Depuis sa barque, il étira donc ses bras à l’horizontale et, très prudemment, battit les airs. Et aussitôt, ses pieds décollèrent juste un peu au-dessus de son esquif. Alors, il s’enhardit et fut plus vigoureux dans son action: là, il monta haut vers le soleil. Alors comme un fou, il tournoya beaucoup plus haut, sans relâche, tel le plus sot des étourneaux. Il s’immobilisa dans l’azur, pareil à l’alouette et ricana à tous ses points insignes dans l’étang, les autres pêcheurs qui resteraient cloués dans leur barque pour en vivre chichement.
Empli d’orgueil par le bienfait qui le faisait autre, son regard s’attarda sur le vieil Auguste, un sale ronchonneur qui en avait après tout le monde, surtout après lui. Il allait le surprendre dans son dos, il lui lâcherait alors un cri guttural, de quoi qu’il ait la peur bleue de toute sa vie.
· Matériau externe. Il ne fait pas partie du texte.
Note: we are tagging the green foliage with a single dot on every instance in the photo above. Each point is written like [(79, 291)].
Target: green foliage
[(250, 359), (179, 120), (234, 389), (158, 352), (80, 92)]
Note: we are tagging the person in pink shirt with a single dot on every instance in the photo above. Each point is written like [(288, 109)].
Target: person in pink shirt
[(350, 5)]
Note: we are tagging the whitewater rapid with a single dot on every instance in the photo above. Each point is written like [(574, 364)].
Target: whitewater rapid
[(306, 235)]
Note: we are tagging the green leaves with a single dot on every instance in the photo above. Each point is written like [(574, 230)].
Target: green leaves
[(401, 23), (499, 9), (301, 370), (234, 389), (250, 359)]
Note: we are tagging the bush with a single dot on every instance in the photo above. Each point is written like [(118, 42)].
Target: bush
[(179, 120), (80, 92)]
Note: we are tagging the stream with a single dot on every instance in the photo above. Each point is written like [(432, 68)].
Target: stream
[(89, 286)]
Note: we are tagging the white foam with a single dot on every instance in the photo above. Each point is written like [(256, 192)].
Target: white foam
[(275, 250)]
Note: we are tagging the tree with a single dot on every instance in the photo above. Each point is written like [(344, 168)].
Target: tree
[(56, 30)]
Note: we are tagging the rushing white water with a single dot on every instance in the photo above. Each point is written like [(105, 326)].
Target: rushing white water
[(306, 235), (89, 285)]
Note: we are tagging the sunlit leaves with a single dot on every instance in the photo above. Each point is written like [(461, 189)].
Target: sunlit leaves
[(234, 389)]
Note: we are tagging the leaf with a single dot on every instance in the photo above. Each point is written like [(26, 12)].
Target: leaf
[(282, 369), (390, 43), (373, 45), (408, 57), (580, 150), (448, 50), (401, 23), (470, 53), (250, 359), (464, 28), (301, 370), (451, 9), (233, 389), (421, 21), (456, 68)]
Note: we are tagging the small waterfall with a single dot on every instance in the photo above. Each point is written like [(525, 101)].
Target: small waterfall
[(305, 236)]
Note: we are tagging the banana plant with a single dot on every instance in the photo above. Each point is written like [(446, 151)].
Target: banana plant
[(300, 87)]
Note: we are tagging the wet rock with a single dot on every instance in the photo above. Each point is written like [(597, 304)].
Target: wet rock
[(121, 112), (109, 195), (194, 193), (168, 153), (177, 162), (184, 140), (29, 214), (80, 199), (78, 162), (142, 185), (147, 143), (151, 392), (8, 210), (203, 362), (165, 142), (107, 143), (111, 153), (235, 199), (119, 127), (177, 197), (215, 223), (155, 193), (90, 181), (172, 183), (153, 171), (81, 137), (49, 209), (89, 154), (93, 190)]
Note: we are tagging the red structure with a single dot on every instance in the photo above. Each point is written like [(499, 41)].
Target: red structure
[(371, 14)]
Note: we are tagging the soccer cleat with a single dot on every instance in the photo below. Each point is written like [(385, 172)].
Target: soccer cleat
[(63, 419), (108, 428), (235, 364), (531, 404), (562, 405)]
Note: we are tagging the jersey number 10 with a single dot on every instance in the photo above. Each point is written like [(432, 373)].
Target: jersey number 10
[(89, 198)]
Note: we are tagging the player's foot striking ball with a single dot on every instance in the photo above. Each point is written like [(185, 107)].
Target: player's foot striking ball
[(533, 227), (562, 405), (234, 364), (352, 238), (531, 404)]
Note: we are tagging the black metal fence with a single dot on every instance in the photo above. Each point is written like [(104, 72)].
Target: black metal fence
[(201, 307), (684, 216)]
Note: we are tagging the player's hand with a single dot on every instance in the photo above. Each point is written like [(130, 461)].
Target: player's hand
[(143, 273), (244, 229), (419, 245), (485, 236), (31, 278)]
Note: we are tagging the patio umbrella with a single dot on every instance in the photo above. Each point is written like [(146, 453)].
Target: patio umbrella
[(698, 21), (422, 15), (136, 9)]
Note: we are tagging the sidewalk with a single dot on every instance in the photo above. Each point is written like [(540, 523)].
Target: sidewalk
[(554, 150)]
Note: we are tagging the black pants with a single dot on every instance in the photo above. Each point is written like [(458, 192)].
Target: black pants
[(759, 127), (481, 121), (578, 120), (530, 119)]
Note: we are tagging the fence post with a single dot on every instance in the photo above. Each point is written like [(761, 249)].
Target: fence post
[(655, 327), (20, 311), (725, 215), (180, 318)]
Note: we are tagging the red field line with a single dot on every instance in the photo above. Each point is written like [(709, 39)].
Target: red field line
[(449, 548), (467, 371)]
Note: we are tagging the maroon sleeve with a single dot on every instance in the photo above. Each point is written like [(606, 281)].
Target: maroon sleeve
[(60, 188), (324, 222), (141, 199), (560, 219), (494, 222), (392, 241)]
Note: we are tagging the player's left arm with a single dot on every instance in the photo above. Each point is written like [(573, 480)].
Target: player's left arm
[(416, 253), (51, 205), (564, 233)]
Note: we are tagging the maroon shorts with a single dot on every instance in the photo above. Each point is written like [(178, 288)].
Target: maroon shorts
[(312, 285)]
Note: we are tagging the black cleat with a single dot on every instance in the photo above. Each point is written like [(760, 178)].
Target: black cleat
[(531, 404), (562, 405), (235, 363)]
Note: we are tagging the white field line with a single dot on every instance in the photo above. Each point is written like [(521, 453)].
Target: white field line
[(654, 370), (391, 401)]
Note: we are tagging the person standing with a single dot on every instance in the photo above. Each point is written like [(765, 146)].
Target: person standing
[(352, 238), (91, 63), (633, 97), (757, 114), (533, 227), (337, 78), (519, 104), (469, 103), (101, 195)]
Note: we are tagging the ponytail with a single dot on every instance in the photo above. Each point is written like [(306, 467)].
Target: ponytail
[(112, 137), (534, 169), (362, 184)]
Mais s’il surprit le vieux pêcheur, celui-ci lui adressa en retour un coup de tromblon chargé de petits plombs, avec lequel il tiraillait sur les petits échassiers sauvages pour améliorer son ordinaire. La charge n’était pas mortelle pour un grand gaillard tel que lui, mais elle écharpa sa main. Alors déséquilibré, comme avec une aile en moins, Simon le pêcheur finit sa course vers le plus profond de l’étang, où il coula comme une pierre. Car il n’avait jamais appris à nager.
« Une libellule, qui aime divaguer sur l'étang de Sigean, finit la cigale, m’a dit que Simon servit de repas à un banquet offert par le roi des poissons à ses sujets qui hantaient ces profondeurs, car sa majesté n’aimait pas ceux qui voulait péter plus haut que leur cul. »
J'allais me retourner, à la fin cette cigale me contait des histoires à dormir debout. Après un poisson roi des poissons qui parlait, une libellule qui jacassait comme une pie. Mais l'insecte s'était envolé et un orage me surprit en pleine garrigue. Et comme si je doutais toujours, les cieux tonnèrent du canon à faire trembler ces Corbières plusieurs fois millénaires.
Je rentrais chez moi trempé comme une soupe et plus sourd qu'un pot. Mon chien me regarda d'un air désolé, puis se retourna dans son panier pour revenir à ses rêves de bête. "Décidément", se dit-il dans sa petite caboche de canidé," parfois les hommes sont les plus fadas de la terre."
Oui, dans mon Languedoc éternel, les chiens philosophent souvent à la place du genre humain. Heureusement, car en cette terre d'Oc, carrefour des cultures méditerranéennes ou d'ailleurs, du chiendent brun marine est venu gangrener le limon fraternel. Trop à mon gout.